For its part, Gaza’s Hamas rulers did not recognize the resolution as it had not been consulted on it, said a spokesman for the Islamist group.

The resolution, pressed for by Arab countries in the face of efforts by Britain, France and the United States for a more muted statement, called for arrangements to prevent arms smuggling into Gaza and for its borders to be opened.

It said there should be “unimpeded provision” and distribution of aid to the territory, home to 1.5 million people, many of whom are dependent on food assistance.

The U.N. Relief and Works Agency, which distributes the vast majority of aid in Gaza, kept its operations suspended on Friday after the death of one of its drivers in Israel’s offensive. It was not clear when aid distribution would resume.

On Thursday, ambulance workers ventured onto the battlefield to gather decomposing bodies from the rubble. Hamas officials said the Palestinian death toll had risen to 773, of whom more than a third were children.

While the United States abstained from the U.N. resolution, Secretary of State Condoleezza Rice said Washington backed the text and had abstained only because it wanted to see the results of an Egyptian mediation effort.

“The United States thought it important to see the outcome of the Egyptian mediation efforts in order to see what this resolution might have been supporting,” she said.

ROTTING CORPSES

In Gaza, local ambulance crews and the Red Crescent, using a time slot coordinated with Israeli forces, said they collected rotting corpses in places that had been too risky to reach since Israeli forces began their ground attack six days ago.
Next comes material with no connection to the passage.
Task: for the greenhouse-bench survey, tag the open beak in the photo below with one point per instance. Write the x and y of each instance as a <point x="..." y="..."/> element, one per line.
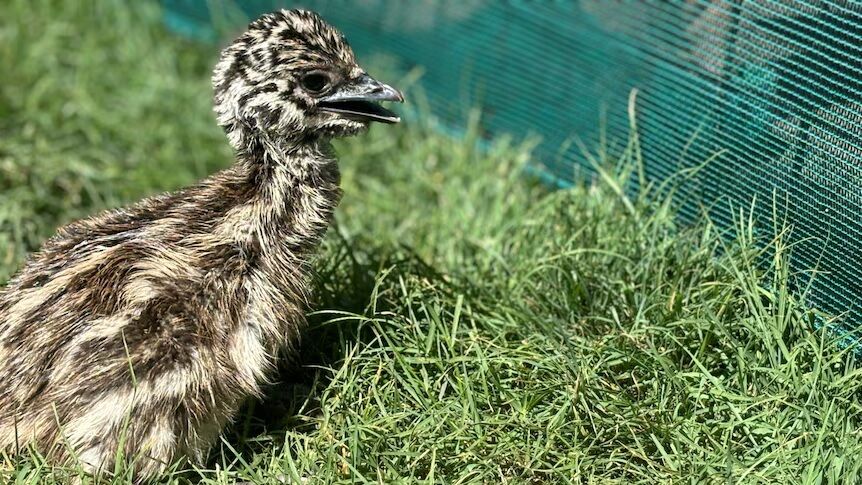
<point x="358" y="99"/>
They found four children starving beside the bodies of their mothers and evacuated scores of trapped and wounded, the International Committee of the Red Cross (ICRC) said.

Israel lost three soldiers in combat with militants. Apart from a “friendly fire” incident which killed four, it was its heaviest one-day combat toll.

Ten soldiers have been killed in the campaign launched by Israel to crush Hamas forces and halt the firing of rockets from Gaza into Israel. Israel says it is doing what it can to avoid civilian casualties but accuses Hamas of deliberately placing its fighters close to homes and mosques.

About 20 rockets hit Israel on Thursday, fewer than at the start of the war but not the total halt it wants so that “quiet will reign supreme,” as Prime Minister Ehud Olmert has said.

Rockets have killed three Israeli civilians since the offensive began. Olmert said Israel’s goal had not been achieved and a decision on further military action lay ahead.

Aside from a three-hour ceasefire which Israel ordered for a second day to let Gaza civilians venture out, there was no let-up in fighting. Air strikes and ground attacks killed at least nine civilians and three gunmen, medical officials said.

The dead included two brothers aged six and 13, killed when an Israeli air strike missed a group of Islamic Jihad fighters.

Israel has said it accepts the “principles” of a ceasefire proposal by Egypt and the European Union, and Washington has urged the Jewish state to study details of the plan.

Hamas, shunned by the West for espousing violence, said it was still considering the ideas. But the militants say they will never accept Israel, whose establishment amid conflict 60 years ago dispossessed and uprooted Palestinian people.

European governments offered to back the plan with an EU border force to stop Hamas rearming via tunnels from Egypt. The deal would also address Palestinian calls for an end to Israel’s economic blockade of the Gaza Strip.

The ICRC accused Israel of violating the rules of war by delaying ambulance access to the house where its team found children huddled beside corpses, not far from the Israeli army.

The Red Cross said the army must have known of the situation but did not help the wounded, in violation of international law.